35 朝はやく、夜の明けるよほど前に、イエスは起きて寂しい所へ出て行き、そこで祈っておられた。
36
すると、シモンとその仲間とが、あとを追ってきた。 37 そしてイエスを見つけて、「みんなが、あなたを捜しています」と言った。 38 イエスは彼らに言われた、「ほかの、附近の町々にみんなで行って、そこでも教を宣べ伝えよう。わたしはこのために出てきたのだから」。 39 そして、ガリラヤ全地を巡りあるいて、諸会堂で教えを宣べ伝え、また悪霊を追い出された。
 40
ひとりのらい病人が、イエスのところに願いにきて、ひざまずいて言った、「みこころでしたら、きよめていただけるのですが」。41 イエスは深くあわれみ、手を伸ばして彼にさわり、「そうしてあげよう、きよくなれ」と言われた。 42 すると、らい病が直ちに去って、その人はきよくなった。 43 イエスは彼をきびしく戒めて、すぐにそこを去らせ、こう言い聞かせられた、 44 「何も人に話さないように、注意しなさい。ただ行って、自分のからだを祭司に見せ、それから、モーセが命じた物をあなたのきよめのためにささげて、人々に証明しなさい」。 45 しかし、彼は出て行って、自分の身に起ったことを盛んに語り、また言いひろめはじめたので、イエスはもはや表立っては町に、はいることができなくなり、外の寂しい所にとどまっておられた。しかし、人々は方々から、イエスのところにぞくぞくと集まってきた。

講話

T主イエスの密室の祈り

 ★ローマ8:29に「神はあらかじめ知っておられる者たちを、更に御子のかたちに似たものとしようとして、あらかじめ定めて下さった。それは、御子を多くの兄弟の中で長子とならせるためであった。」とあります。私たちが、キリストに似た者になることが私たちの人生の目的です。パウロは「私がキリストにならっているように、あなた方も私にならう者になりなさい」(Tコリント11:1)と言っています。

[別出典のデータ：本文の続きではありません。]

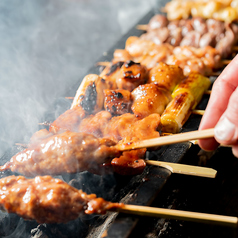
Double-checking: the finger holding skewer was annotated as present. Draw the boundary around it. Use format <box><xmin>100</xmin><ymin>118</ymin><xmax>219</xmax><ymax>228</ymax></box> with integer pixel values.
<box><xmin>199</xmin><ymin>56</ymin><xmax>238</xmax><ymax>157</ymax></box>
<box><xmin>0</xmin><ymin>176</ymin><xmax>238</xmax><ymax>227</ymax></box>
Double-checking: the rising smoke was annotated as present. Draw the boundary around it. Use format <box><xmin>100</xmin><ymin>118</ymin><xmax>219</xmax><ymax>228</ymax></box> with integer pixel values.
<box><xmin>0</xmin><ymin>0</ymin><xmax>157</xmax><ymax>155</ymax></box>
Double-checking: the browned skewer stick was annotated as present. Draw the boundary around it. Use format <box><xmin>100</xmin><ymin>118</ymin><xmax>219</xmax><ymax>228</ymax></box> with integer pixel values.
<box><xmin>116</xmin><ymin>205</ymin><xmax>238</xmax><ymax>228</ymax></box>
<box><xmin>96</xmin><ymin>60</ymin><xmax>223</xmax><ymax>77</ymax></box>
<box><xmin>145</xmin><ymin>160</ymin><xmax>217</xmax><ymax>178</ymax></box>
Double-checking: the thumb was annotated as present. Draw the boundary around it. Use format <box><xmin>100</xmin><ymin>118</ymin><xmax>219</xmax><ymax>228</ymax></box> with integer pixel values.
<box><xmin>215</xmin><ymin>88</ymin><xmax>238</xmax><ymax>145</ymax></box>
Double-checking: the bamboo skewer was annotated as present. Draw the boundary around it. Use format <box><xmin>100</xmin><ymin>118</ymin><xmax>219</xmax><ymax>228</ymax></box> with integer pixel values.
<box><xmin>145</xmin><ymin>160</ymin><xmax>217</xmax><ymax>178</ymax></box>
<box><xmin>96</xmin><ymin>60</ymin><xmax>223</xmax><ymax>77</ymax></box>
<box><xmin>192</xmin><ymin>110</ymin><xmax>205</xmax><ymax>116</ymax></box>
<box><xmin>116</xmin><ymin>128</ymin><xmax>214</xmax><ymax>151</ymax></box>
<box><xmin>116</xmin><ymin>205</ymin><xmax>238</xmax><ymax>228</ymax></box>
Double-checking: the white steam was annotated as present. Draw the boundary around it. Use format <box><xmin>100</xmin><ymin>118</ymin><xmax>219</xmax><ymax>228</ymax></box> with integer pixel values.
<box><xmin>0</xmin><ymin>0</ymin><xmax>160</xmax><ymax>155</ymax></box>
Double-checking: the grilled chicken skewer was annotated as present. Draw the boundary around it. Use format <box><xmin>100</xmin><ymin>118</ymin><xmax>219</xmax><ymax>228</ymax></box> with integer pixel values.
<box><xmin>0</xmin><ymin>176</ymin><xmax>238</xmax><ymax>227</ymax></box>
<box><xmin>0</xmin><ymin>130</ymin><xmax>214</xmax><ymax>177</ymax></box>
<box><xmin>138</xmin><ymin>14</ymin><xmax>238</xmax><ymax>59</ymax></box>
<box><xmin>162</xmin><ymin>0</ymin><xmax>238</xmax><ymax>23</ymax></box>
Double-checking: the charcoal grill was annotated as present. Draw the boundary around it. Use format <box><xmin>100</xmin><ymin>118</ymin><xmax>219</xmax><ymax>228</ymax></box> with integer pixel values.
<box><xmin>0</xmin><ymin>2</ymin><xmax>238</xmax><ymax>238</ymax></box>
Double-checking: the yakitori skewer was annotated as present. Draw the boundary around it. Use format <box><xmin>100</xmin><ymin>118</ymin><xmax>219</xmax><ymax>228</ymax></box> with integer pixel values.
<box><xmin>8</xmin><ymin>129</ymin><xmax>215</xmax><ymax>177</ymax></box>
<box><xmin>117</xmin><ymin>205</ymin><xmax>238</xmax><ymax>228</ymax></box>
<box><xmin>0</xmin><ymin>176</ymin><xmax>238</xmax><ymax>227</ymax></box>
<box><xmin>116</xmin><ymin>128</ymin><xmax>214</xmax><ymax>151</ymax></box>
<box><xmin>12</xmin><ymin>141</ymin><xmax>217</xmax><ymax>178</ymax></box>
<box><xmin>146</xmin><ymin>160</ymin><xmax>217</xmax><ymax>178</ymax></box>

 ★ですから、主イエスの生活と行動の全ては、私たちの生活の手本です。35節「朝はやく、夜の明けるよほど前に、イエスは起きて寂しい所へ出て行き、そこで祈っておられた。」とあります。前日、ペテロの家に泊まっておられた主のもとに、大勢の病人や悪霊につかれた人が連れて来られて、彼らを癒すために夜の遅くまで働いてお疲れだったはずの主は、短い睡眠の後、他の誰よりも早く起き出でて、父なる神と交わる祈りの時をもたれました。

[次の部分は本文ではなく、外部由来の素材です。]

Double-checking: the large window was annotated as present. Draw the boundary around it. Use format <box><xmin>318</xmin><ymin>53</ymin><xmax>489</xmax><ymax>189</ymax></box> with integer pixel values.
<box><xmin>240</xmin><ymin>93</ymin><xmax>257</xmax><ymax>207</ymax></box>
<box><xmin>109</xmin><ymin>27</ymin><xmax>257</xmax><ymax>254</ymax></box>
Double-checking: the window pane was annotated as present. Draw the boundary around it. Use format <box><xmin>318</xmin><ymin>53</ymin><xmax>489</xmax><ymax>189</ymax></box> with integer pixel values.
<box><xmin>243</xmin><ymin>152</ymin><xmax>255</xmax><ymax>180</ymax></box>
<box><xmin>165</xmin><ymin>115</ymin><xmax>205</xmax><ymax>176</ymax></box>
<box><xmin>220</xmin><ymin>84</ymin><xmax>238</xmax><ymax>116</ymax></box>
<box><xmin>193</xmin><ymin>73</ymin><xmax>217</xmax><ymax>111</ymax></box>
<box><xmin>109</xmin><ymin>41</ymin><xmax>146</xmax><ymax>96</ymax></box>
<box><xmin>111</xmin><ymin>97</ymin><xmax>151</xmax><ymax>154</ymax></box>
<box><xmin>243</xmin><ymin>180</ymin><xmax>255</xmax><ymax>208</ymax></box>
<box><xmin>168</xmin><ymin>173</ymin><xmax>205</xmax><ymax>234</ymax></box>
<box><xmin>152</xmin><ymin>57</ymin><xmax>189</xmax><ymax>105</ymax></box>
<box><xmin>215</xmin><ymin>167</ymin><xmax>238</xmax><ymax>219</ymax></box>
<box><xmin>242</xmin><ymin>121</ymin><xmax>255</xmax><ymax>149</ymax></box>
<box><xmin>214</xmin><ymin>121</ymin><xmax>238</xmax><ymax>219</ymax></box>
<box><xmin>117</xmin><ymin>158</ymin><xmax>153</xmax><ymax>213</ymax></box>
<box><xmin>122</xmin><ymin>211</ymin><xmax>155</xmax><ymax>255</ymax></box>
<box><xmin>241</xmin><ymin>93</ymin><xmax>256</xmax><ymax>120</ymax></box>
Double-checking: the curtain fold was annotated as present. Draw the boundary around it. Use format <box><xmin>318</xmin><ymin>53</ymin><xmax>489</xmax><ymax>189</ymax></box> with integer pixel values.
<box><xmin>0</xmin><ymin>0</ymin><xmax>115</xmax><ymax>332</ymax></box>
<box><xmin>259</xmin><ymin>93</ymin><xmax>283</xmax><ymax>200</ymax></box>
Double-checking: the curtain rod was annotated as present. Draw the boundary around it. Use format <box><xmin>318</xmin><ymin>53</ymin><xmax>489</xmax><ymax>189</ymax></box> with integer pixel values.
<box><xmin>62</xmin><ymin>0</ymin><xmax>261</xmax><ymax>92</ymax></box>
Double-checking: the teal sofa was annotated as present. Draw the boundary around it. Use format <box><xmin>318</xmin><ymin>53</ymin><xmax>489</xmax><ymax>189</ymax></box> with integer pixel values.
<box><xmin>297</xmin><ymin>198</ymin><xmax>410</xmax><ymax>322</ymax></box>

 ★子なる神キリストと父なる神との間には、絶えることのない交わりがあることは子なる神として当然ですが、人となられた子なる神キリストは、私たちキリスト者に模範を示すために、朝早く起きいでて、人のいないところで祈っておられました。

 ★マタイ6:6で主はこう言っておられます。

 「6 あなたは祈る時、自分のへやにはいり、戸を閉じて、隠れた所においでになるあなたの父に祈りなさい。すると、隠れた事を見ておられるあなたの父は、報いてくださるであろう。」

 主は、ご自分の山上の説教の教えをご自分で実践しておられました。聖書は、朝の静思の時(デボーションの祈りの時)ばかりでなく、いつでも、あらゆる場合に祈ることを勧めています。ピリピ4:6は「何事も思い煩ってはならない。ただ、事ごとに、感謝をもって祈と願いとをささげ、あなたがたの求めるところを神に申し上げるがよい。」と教えています。

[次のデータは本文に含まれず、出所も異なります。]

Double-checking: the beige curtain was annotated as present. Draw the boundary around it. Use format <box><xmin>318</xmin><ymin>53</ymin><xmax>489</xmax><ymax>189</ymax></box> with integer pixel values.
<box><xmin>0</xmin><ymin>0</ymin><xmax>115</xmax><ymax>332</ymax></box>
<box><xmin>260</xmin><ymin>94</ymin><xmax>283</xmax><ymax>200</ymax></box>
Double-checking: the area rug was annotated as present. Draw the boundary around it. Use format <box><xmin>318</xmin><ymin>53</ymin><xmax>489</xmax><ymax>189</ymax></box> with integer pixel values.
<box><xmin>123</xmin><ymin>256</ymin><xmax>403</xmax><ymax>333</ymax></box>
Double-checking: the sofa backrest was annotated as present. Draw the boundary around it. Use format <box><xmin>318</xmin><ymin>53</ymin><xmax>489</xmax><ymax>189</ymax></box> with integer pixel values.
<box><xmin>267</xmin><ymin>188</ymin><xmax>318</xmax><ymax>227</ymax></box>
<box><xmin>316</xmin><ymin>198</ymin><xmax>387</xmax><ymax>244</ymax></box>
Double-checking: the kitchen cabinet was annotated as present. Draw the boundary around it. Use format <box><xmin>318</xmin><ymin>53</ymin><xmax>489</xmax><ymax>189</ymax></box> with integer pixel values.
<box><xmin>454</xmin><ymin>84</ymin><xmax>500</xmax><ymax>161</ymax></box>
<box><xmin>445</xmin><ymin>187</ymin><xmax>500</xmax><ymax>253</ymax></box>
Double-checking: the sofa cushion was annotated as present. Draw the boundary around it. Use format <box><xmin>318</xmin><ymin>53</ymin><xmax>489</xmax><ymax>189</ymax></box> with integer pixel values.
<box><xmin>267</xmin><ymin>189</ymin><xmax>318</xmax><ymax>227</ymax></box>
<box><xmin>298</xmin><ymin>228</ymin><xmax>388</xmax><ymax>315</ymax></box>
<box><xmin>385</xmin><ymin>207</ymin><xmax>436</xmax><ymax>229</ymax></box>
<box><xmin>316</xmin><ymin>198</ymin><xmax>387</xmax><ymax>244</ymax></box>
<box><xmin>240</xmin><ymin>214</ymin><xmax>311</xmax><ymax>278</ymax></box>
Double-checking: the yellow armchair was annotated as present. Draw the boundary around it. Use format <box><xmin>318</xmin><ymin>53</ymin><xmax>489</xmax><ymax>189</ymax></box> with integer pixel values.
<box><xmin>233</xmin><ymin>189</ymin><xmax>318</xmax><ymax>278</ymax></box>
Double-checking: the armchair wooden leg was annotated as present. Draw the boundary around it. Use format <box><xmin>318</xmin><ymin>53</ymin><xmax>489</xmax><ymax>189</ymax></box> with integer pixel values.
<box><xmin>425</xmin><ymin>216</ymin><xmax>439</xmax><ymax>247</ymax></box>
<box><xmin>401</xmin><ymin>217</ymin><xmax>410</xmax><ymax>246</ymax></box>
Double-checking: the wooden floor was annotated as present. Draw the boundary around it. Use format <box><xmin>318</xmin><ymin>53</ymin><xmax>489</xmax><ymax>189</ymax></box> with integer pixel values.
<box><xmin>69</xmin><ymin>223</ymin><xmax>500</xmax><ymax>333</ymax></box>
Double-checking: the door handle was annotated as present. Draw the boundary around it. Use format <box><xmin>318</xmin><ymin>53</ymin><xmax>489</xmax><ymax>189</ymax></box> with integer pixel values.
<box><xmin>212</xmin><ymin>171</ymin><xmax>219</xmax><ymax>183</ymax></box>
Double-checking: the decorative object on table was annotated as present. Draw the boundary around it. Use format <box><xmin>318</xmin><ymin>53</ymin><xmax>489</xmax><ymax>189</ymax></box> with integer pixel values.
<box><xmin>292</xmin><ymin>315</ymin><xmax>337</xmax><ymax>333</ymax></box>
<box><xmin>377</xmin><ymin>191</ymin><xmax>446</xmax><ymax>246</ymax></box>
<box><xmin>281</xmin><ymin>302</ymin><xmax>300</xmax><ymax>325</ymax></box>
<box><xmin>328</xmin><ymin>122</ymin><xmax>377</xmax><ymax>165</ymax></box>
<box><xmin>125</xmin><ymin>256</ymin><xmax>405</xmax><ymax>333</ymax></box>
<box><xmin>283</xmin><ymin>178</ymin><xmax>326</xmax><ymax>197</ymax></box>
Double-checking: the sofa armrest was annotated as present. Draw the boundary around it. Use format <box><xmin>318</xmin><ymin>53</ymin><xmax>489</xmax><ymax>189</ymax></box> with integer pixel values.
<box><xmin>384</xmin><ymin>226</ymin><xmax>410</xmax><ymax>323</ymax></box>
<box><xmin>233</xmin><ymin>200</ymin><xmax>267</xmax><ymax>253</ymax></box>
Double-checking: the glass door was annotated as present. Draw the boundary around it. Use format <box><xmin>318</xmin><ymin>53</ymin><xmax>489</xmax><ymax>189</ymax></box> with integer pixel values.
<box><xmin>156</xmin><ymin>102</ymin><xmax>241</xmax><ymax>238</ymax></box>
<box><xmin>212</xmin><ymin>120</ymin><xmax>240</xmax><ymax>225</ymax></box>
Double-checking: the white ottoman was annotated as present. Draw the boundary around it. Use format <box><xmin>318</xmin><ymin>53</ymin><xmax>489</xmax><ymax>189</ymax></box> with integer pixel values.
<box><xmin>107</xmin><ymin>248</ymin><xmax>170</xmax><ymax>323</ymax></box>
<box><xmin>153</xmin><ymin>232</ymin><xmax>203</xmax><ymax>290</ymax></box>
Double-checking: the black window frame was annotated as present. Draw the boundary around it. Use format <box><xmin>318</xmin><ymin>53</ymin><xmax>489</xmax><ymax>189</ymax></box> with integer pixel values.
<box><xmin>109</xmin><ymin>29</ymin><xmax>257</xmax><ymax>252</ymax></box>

 ★聖書の中に「祈りと願い」という言葉が決まり文句のように出て来ます。この場合の「祈り」は、公の祈りを指し、「願い」は個人的祈りを現しています。教会の祈祷会でみんなで心を合わせて祈ることも、密室の自分ひとりの祈りも共に大事な祈りであって欠かすことは出来ません。また、密室の祈りの中でも公同の祈りを怠ってはなりません。

 ★主イエスは、密室の祈り(デボーション)を守るために、朝早くまだ暗いうちに、ペテロをはじめ弟子たちが探しに出向かなければならない所に行ってそこで祈っておられました。デボ−ションは親しい人々からも離れて、ひとりで神と向き合って祈り、神様と交わる時です。主イエスとこの主にならったパウロが力ある働きを成し遂げることができたのは、このデボーションによって注がれた神の祝福によるものでした。

 ★主イエスは、38節で「私は福音を伝えるために世に来た。」と言っておられます。イエス・キリストの福音は地球上のすべての人々に伝えられなければなりません。15節で復活の主は、「全世界に出て行き、すべての造られた者に福音を宣べ伝えなさい」と命じておられます。

 ★福音は、罪とその支払う報酬としての永遠の滅びからのキリストの贖(あがな)いとそれを信じる信仰による救いの知らせです。この福音を信じる信仰による救いは、今の世界、特に私たちの日本の社会に緊急に必要なメッセージです。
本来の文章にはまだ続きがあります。